中共的對漢族的逆向歧視政策和對少數族群的“兩少一寬”早已臭不可聞,沒有誰不要求法律面前各族平等。可是,在社會經濟方面,少數民族地區、尤其是維族貧困地區,是否應當享受一些優待呢?

適當扶植貧困地區幫助其脫貧,是政府的一項基本職能,哪個國家都一樣。單看這一點,新疆的貧困地區和全國各地的漢族貧困地區同樣需要扶植。可是維族和漢族相比的一個巨大區別在於語言文化:漢語是中國的官方語言和中國經濟最主要的工作語言,漢文化是中國的主體文化,也就是說漢人和維人在語言文化上的出發點是不平等的,漢人有先天的優勢。雖然在新疆維族聚居區維語是主流語言,但在全國範圍內,甚至只考慮新疆的現代工礦企業,漢語則是絕對的主流,維族的母語不是漢語。中共畸形的“民族政策”導致維族聚居區普遍實行維語教學而忽視漢語,許多維族青年缺乏漢語能力,在大範圍的就業市場上處於絕對劣勢,這就是兩族語言的不平等了。當然,絕對的平等不可能實現,中共和美國左派推行升學錄用方面的優惠政策也是典型的反面教員(少數族群某些個體從中受益,整個族群依舊窮困)。完全無視語言文化上的不平等或片面強調維語在維族地區的地位也不是辦法,只會使維族地區更加邊緣化,加劇維人對漢人的不滿,給分離主義火上澆油。基於漢語在中國的主導地位這一現實,在不壓制維族語言文化的前提下強化維族地區的漢維雙語教學,是很有必要的。雖然單獨依靠漢語能力並不足以幫助維族貧困地區脫貧,但在中國的大環境下維族沒有漢語能力而脫貧簡直是不可想象的。

本質上講,讓維族人學習漢語仍然是不平等的(漢人不必學習維語),但這樣做的目的不在於片面追求平等,而是在於促進維族地區的經濟發展,增強維族人在全國範圍內的平等就業市場上的競爭力。單獨從這個角度來看,維族學習漢語就好比漢族學習英語。但是這個類比在政治角度上並不恰當,因為英語在中國不具有政治內涵。

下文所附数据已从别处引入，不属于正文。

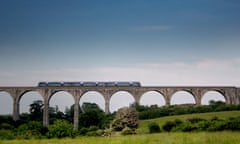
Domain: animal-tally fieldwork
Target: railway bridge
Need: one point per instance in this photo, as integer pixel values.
(231, 95)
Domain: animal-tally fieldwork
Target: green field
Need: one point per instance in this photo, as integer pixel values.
(143, 127)
(162, 138)
(226, 137)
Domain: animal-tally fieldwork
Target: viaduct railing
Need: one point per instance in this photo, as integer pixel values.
(231, 95)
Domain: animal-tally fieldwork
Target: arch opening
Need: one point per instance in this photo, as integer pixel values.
(27, 99)
(6, 103)
(212, 95)
(93, 97)
(182, 98)
(152, 98)
(120, 99)
(61, 100)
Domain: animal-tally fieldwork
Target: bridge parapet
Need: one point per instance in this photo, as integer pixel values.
(231, 94)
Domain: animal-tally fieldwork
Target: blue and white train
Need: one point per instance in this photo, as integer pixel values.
(90, 83)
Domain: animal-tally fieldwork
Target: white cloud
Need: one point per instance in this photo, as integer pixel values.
(207, 72)
(202, 73)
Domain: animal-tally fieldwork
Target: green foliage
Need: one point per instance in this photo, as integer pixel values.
(127, 131)
(169, 125)
(151, 112)
(154, 127)
(36, 110)
(6, 134)
(32, 129)
(125, 117)
(60, 129)
(233, 124)
(6, 126)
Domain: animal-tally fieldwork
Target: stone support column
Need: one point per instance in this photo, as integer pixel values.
(107, 96)
(15, 110)
(46, 113)
(76, 109)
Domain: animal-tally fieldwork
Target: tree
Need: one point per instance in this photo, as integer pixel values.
(36, 110)
(125, 117)
(60, 129)
(89, 107)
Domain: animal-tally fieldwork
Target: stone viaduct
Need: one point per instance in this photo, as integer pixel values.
(231, 95)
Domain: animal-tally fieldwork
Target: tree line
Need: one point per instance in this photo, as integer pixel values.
(94, 122)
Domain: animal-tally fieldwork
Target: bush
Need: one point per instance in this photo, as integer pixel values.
(6, 135)
(154, 127)
(6, 126)
(168, 126)
(30, 130)
(127, 131)
(186, 127)
(217, 126)
(61, 129)
(83, 131)
(125, 117)
(233, 124)
(194, 120)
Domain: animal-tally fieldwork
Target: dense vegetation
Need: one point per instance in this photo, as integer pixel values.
(154, 111)
(94, 122)
(161, 138)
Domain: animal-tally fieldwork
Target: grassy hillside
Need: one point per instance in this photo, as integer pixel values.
(162, 138)
(143, 128)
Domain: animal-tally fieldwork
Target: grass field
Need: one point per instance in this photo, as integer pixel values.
(225, 137)
(162, 138)
(143, 127)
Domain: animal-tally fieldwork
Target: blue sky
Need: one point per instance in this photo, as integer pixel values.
(157, 42)
(59, 33)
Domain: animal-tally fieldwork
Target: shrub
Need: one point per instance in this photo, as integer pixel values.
(6, 126)
(61, 129)
(154, 127)
(217, 126)
(194, 120)
(125, 117)
(168, 126)
(233, 124)
(30, 130)
(127, 131)
(83, 131)
(6, 135)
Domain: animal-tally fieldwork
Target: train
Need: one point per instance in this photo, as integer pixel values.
(90, 84)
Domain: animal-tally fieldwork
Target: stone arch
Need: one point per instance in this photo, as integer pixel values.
(32, 96)
(65, 99)
(215, 95)
(152, 97)
(182, 97)
(93, 97)
(118, 100)
(6, 103)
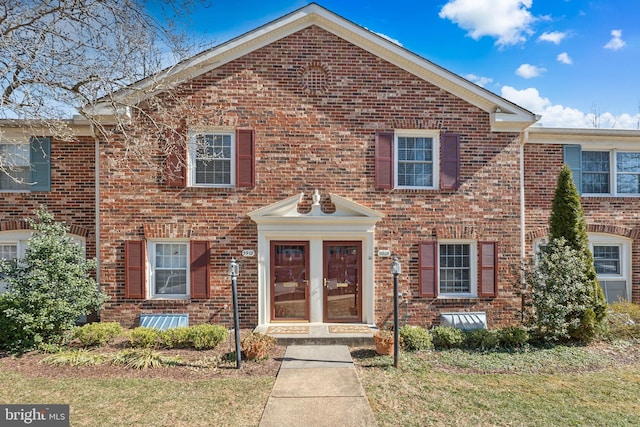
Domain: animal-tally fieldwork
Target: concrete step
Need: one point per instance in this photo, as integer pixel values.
(319, 333)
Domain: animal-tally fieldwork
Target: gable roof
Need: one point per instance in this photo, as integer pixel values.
(505, 116)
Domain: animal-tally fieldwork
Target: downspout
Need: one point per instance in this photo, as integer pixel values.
(522, 222)
(97, 200)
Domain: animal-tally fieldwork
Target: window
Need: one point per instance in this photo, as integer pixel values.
(217, 158)
(415, 161)
(16, 172)
(595, 172)
(212, 162)
(451, 269)
(610, 172)
(169, 269)
(455, 268)
(628, 173)
(612, 261)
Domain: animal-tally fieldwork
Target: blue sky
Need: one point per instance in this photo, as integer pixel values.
(575, 62)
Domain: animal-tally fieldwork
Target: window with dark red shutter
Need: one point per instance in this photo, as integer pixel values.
(245, 158)
(428, 279)
(134, 265)
(200, 269)
(487, 269)
(384, 160)
(450, 161)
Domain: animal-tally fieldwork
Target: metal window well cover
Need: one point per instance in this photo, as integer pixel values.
(464, 321)
(164, 321)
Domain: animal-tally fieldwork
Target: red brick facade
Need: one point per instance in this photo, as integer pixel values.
(325, 141)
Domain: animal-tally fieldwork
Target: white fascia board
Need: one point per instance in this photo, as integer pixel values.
(595, 137)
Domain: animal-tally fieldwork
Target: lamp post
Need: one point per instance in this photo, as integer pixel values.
(396, 269)
(234, 270)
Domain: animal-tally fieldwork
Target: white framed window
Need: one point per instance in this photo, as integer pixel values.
(610, 172)
(169, 269)
(212, 160)
(457, 268)
(15, 173)
(416, 157)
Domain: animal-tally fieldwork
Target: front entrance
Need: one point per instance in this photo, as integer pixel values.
(342, 281)
(315, 267)
(290, 281)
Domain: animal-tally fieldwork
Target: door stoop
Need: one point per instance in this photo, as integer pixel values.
(351, 334)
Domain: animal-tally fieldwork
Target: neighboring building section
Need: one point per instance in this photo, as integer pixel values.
(605, 164)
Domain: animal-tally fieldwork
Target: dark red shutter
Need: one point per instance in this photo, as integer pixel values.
(245, 158)
(200, 269)
(428, 279)
(487, 269)
(384, 160)
(176, 170)
(134, 263)
(450, 161)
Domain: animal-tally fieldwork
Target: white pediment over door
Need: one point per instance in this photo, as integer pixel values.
(286, 211)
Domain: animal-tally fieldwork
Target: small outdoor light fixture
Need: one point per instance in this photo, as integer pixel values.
(234, 271)
(396, 269)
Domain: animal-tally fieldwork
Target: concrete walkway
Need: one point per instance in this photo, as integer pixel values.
(317, 386)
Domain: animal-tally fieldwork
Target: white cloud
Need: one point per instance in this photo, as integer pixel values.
(561, 116)
(507, 20)
(479, 80)
(554, 37)
(564, 58)
(529, 71)
(616, 42)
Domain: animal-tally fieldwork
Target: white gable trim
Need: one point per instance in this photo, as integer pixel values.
(505, 116)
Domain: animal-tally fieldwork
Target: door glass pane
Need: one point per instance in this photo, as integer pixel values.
(290, 282)
(342, 282)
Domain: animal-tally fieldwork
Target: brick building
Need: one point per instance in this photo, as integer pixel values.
(312, 151)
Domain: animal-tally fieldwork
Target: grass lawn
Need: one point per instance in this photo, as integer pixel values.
(145, 402)
(564, 386)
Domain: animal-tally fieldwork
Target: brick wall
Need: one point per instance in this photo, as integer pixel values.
(325, 141)
(619, 216)
(72, 195)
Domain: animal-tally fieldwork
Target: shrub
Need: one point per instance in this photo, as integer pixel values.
(445, 337)
(513, 337)
(623, 321)
(142, 337)
(256, 345)
(97, 334)
(48, 290)
(176, 337)
(143, 359)
(207, 336)
(562, 295)
(482, 339)
(415, 338)
(80, 357)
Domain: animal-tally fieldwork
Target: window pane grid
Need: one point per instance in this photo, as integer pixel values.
(213, 159)
(595, 172)
(607, 259)
(628, 176)
(415, 162)
(455, 268)
(170, 269)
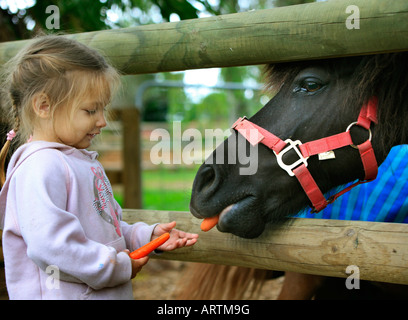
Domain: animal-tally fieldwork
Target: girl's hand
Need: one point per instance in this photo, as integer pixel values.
(137, 264)
(178, 238)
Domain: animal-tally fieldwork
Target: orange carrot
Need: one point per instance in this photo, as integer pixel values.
(147, 248)
(209, 223)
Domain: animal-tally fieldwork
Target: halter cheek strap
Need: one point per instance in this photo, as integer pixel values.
(368, 114)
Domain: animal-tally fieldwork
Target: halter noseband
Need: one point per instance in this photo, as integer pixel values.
(323, 147)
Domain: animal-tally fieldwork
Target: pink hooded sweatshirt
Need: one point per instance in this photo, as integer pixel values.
(62, 231)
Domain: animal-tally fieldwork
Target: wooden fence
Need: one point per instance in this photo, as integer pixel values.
(313, 246)
(310, 31)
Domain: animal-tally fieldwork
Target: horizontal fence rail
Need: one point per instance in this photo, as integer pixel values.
(313, 246)
(301, 32)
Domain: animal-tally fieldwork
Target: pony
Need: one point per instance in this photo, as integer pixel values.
(313, 100)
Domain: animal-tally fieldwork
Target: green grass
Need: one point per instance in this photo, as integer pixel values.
(167, 189)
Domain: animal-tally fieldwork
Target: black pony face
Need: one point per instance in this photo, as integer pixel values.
(312, 103)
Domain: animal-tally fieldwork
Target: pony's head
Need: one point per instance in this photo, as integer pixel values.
(314, 99)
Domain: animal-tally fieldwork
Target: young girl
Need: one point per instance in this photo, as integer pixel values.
(63, 237)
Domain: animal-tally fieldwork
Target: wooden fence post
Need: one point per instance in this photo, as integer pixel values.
(132, 171)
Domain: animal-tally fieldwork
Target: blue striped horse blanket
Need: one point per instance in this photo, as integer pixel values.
(384, 199)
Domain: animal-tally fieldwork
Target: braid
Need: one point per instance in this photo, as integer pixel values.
(6, 146)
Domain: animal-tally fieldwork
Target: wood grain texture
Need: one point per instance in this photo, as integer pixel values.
(309, 31)
(313, 246)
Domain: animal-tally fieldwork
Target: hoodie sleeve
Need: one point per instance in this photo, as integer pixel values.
(55, 236)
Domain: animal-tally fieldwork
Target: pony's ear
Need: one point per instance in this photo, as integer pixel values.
(41, 106)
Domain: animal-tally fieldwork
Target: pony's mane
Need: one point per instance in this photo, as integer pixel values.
(383, 75)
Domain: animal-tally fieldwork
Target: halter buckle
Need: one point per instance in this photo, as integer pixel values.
(370, 135)
(291, 145)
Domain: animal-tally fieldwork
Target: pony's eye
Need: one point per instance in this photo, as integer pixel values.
(311, 86)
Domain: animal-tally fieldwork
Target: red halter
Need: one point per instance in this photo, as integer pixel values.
(322, 147)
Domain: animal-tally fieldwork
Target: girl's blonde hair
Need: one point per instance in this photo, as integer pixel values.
(61, 68)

印度和斯里蘭卡的族群問題可以作為參照。印度是正面的例子,族群搆成遠比中國複雜,還夾帶宗教、種姓矛盾,偶有衝突(比如二十多年前錫克教的旁遮普邦獨立運動)但總體來講問題不大。印度的官方語言是印地語和英語,來自殖民遺產的英語其實是維持印度統一的紐帶,印度各個族群相對於英語而言都是平等的,少數族群不會講印地語也無妨,只要會講英語就可以了。斯里蘭卡則相反,殖民時期通用英語,少數族群泰米爾人不受歧視而且在商業和民政方面做得很成功;自治、獨立後多數族群僧伽羅人一直掌握政權,僧伽羅語成為唯一的官方語言,許多泰米爾族的公務員就因為不懂僧伽羅語而丟掉了工作(據說泰米爾人在斯里蘭卡好比華人在東南亞、猶太人在歐洲,僧伽羅人一直嫉妒之,一旦掌權就打擊報復)。幾十年來僧伽羅人一直奉行對泰米爾人的歧視政策,可以說斯里蘭卡的民主制度是典型的“多數人的暴政”(無獨有偶,左派在斯里蘭卡長期執政,歧視泰米爾人的政策由左派發起、推行,左派和法西斯的淵源又多了個實例──左派或許會提倡優待弱勢少數族群以沽名釣譽、滿足虛榮心,強勢少數族群則是左派的眼中釘)。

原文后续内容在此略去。